Salvia, as you may know, is a legal hallucinogenic drug that has been making something of a storm lately: the media love it because it gives them something to write about; the politicians love it because it gives them something to ban; people love it because it’s great. This short article will provide some basic facts about this member of the sage family (see? I’ve started with the fun facts already!) and hopefully will give you something to talk about with your friends.

Origin
Salvia hails from Southern Mexico. More specifically it comes from the Sierra Mazatec region of the country. Salvia has only just been recently documented in any serious way but it is thought that the use of the drug was fairly well constrained to these areas.

History
Salvia has traditionally been popular with the Shamans of tribes in the Sierra Mazatec region; the Shamans use it to try and induce some kind of spiritual journey. Whether you equate hallucinogenic experiences with your spiritual side is a matter of taste, I suppose.

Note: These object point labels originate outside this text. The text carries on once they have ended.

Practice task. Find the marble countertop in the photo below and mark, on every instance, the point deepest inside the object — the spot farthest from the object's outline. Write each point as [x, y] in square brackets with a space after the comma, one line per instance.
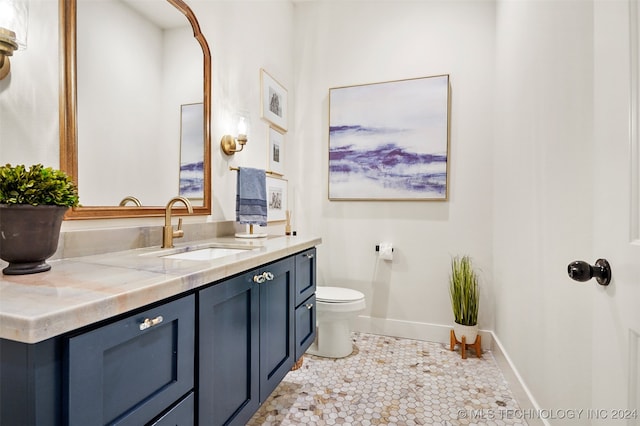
[80, 291]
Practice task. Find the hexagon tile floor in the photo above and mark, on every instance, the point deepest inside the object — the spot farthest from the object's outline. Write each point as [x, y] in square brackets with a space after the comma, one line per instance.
[392, 381]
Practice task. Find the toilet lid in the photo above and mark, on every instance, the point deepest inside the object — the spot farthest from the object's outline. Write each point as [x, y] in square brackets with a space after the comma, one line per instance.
[337, 294]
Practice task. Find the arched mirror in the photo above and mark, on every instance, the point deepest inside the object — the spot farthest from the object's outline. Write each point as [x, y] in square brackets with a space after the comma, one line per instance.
[135, 106]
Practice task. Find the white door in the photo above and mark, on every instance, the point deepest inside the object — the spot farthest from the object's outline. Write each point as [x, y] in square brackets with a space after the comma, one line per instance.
[616, 328]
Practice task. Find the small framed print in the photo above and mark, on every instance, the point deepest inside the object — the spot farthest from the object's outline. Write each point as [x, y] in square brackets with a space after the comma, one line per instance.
[277, 199]
[276, 151]
[274, 101]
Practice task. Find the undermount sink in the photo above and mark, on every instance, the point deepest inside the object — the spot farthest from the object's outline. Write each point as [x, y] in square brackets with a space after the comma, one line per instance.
[208, 253]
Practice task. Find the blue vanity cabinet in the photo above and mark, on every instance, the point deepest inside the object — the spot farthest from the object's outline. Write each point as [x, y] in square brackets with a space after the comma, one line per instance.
[210, 356]
[130, 371]
[277, 346]
[246, 345]
[305, 301]
[229, 351]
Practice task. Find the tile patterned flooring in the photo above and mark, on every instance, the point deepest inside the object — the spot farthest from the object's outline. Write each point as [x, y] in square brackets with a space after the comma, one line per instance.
[392, 381]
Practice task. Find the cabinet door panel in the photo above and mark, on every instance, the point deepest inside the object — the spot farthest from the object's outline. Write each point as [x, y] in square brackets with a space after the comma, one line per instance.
[229, 352]
[305, 325]
[277, 347]
[125, 374]
[305, 275]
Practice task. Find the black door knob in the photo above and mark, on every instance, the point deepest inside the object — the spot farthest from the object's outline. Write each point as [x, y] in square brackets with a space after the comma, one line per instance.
[582, 271]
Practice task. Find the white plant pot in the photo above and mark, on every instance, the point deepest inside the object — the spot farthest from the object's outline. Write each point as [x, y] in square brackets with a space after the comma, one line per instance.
[469, 331]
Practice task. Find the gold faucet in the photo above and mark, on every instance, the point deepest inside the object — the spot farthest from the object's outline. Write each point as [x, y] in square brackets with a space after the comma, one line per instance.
[168, 234]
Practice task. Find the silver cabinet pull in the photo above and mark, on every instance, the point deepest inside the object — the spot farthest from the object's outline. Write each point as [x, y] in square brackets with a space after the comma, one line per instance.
[148, 322]
[265, 276]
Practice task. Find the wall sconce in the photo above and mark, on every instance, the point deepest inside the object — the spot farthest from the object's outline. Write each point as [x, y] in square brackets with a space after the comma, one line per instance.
[14, 19]
[228, 142]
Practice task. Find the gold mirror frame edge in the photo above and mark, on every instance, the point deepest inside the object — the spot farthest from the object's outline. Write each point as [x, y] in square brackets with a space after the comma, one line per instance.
[68, 110]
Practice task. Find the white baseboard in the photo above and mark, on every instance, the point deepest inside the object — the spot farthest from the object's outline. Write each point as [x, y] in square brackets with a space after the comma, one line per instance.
[440, 333]
[411, 330]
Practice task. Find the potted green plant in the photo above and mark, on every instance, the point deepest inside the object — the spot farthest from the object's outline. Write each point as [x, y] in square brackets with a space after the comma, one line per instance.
[465, 298]
[33, 202]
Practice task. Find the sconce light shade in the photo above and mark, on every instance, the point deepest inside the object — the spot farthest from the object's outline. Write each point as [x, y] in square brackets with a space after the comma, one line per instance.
[14, 20]
[229, 143]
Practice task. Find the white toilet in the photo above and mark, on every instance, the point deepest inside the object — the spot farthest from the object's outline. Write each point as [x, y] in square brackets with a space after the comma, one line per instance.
[335, 306]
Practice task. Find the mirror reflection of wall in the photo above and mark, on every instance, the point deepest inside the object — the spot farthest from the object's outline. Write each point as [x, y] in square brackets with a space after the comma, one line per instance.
[132, 79]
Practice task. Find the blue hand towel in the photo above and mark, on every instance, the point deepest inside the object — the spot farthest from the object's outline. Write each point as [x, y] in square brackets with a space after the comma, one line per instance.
[251, 196]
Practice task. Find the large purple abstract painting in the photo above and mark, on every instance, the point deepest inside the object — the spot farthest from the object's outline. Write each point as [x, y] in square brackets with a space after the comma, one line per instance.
[389, 141]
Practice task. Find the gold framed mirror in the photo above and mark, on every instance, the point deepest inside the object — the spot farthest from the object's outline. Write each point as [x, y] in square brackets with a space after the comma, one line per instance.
[153, 157]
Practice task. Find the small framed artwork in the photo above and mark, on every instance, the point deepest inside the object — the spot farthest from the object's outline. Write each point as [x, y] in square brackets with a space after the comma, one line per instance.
[390, 141]
[276, 151]
[274, 101]
[277, 199]
[191, 151]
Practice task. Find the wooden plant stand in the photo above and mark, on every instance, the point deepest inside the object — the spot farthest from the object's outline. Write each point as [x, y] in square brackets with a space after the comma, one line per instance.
[477, 345]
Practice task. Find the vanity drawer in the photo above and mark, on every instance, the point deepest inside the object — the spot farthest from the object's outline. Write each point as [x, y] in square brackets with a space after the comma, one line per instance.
[305, 275]
[130, 371]
[305, 325]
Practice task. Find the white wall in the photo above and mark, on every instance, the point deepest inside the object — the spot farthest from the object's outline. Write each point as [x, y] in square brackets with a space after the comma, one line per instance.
[350, 43]
[542, 195]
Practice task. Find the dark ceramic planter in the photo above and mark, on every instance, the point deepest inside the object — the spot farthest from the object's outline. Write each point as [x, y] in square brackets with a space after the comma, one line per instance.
[29, 236]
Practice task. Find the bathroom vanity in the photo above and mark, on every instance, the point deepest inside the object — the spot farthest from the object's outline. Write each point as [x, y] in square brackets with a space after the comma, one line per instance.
[139, 337]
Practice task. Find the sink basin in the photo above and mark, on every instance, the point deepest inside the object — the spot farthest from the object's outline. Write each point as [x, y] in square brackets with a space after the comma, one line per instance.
[208, 253]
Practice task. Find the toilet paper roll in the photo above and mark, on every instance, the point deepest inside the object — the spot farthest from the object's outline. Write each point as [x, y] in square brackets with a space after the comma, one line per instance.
[386, 251]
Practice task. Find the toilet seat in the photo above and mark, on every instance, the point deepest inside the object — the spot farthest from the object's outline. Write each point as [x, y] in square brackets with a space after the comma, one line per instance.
[337, 295]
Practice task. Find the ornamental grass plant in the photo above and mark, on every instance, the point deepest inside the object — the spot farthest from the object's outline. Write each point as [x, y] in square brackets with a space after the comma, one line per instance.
[463, 291]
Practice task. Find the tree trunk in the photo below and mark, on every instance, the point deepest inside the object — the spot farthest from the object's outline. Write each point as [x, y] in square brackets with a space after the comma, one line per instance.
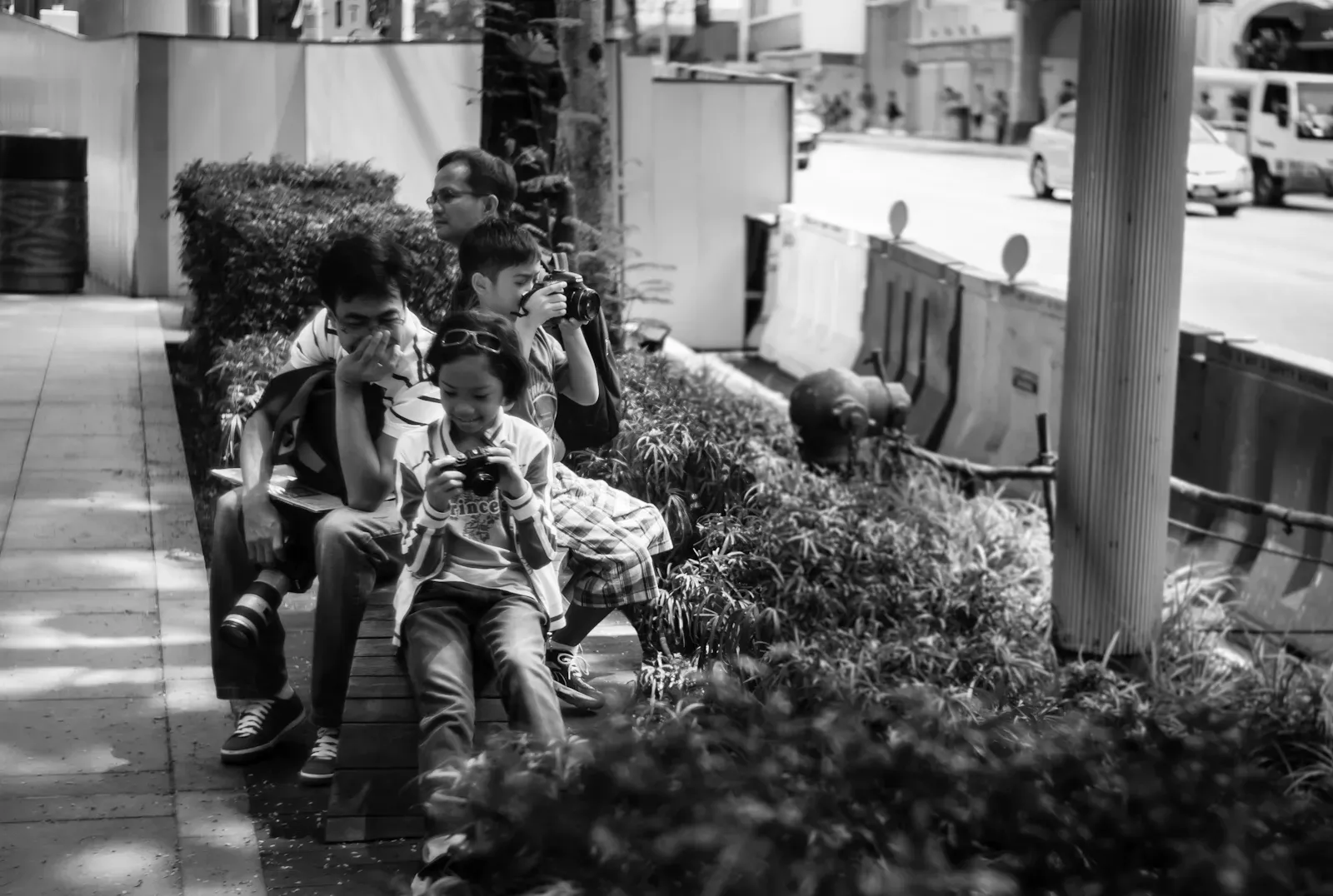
[583, 139]
[515, 95]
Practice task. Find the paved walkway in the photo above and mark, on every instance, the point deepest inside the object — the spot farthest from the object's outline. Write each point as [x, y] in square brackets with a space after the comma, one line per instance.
[110, 780]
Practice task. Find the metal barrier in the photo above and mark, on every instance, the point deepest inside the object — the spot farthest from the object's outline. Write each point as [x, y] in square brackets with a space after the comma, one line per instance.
[983, 359]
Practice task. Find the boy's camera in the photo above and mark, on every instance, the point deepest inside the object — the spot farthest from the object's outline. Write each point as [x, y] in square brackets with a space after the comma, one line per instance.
[582, 301]
[480, 474]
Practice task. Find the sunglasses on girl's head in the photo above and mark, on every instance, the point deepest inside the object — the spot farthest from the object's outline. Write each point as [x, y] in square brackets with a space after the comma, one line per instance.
[462, 337]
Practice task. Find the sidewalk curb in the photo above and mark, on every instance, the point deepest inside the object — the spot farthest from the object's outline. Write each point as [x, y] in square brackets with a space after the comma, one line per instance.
[926, 144]
[217, 842]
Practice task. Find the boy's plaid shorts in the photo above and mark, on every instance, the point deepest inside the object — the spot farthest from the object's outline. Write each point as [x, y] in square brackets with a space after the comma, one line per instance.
[611, 539]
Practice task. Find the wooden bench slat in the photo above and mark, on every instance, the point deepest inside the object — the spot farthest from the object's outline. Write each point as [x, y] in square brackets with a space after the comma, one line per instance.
[375, 647]
[363, 829]
[372, 709]
[384, 744]
[392, 744]
[363, 687]
[371, 792]
[377, 665]
[377, 628]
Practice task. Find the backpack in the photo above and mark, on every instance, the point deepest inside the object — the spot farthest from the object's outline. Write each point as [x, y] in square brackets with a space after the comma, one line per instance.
[303, 406]
[583, 427]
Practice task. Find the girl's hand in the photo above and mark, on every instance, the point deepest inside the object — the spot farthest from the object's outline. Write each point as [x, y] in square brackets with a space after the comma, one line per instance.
[547, 303]
[511, 479]
[443, 483]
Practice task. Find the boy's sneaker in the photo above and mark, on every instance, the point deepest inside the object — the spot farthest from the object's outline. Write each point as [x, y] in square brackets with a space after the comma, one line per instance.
[260, 725]
[570, 672]
[323, 760]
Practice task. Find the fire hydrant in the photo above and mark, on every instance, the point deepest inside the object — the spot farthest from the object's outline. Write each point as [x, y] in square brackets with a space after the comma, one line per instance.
[833, 408]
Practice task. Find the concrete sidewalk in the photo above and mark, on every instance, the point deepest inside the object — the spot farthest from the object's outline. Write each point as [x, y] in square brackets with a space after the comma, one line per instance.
[110, 780]
[906, 143]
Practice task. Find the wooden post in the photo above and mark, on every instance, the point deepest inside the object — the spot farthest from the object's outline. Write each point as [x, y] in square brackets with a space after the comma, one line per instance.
[1123, 321]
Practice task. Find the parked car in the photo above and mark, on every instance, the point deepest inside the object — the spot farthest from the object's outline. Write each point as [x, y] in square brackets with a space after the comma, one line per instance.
[1216, 173]
[806, 127]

More recently people in the US — and across the world — have simply used it to get really high. The first record of Salvia Divinorum as apsychedelic drug in Western literature was in 1939 by scientist and explorer Jean Basset Johnston. Johnston was studying the psilocybin mushroom which was (and is) used in Mexico, specifically among the Mazatecs. While studying the mushroom he noticed Salvia been used by the Mazatecs (though it was not always obvious since their methods of taking the drug — drinking it and chewing the leaves — are usually fairly innocuous).

Aliases
Salvia Divinorum (to give it its full name) is also known as Sally D, Ska Pastora, Shepherdess’s Herb, ska Maria Pastora, yerba de Maria, Diviner’s Sage, Diviner’s Mint, and some other more silly titles.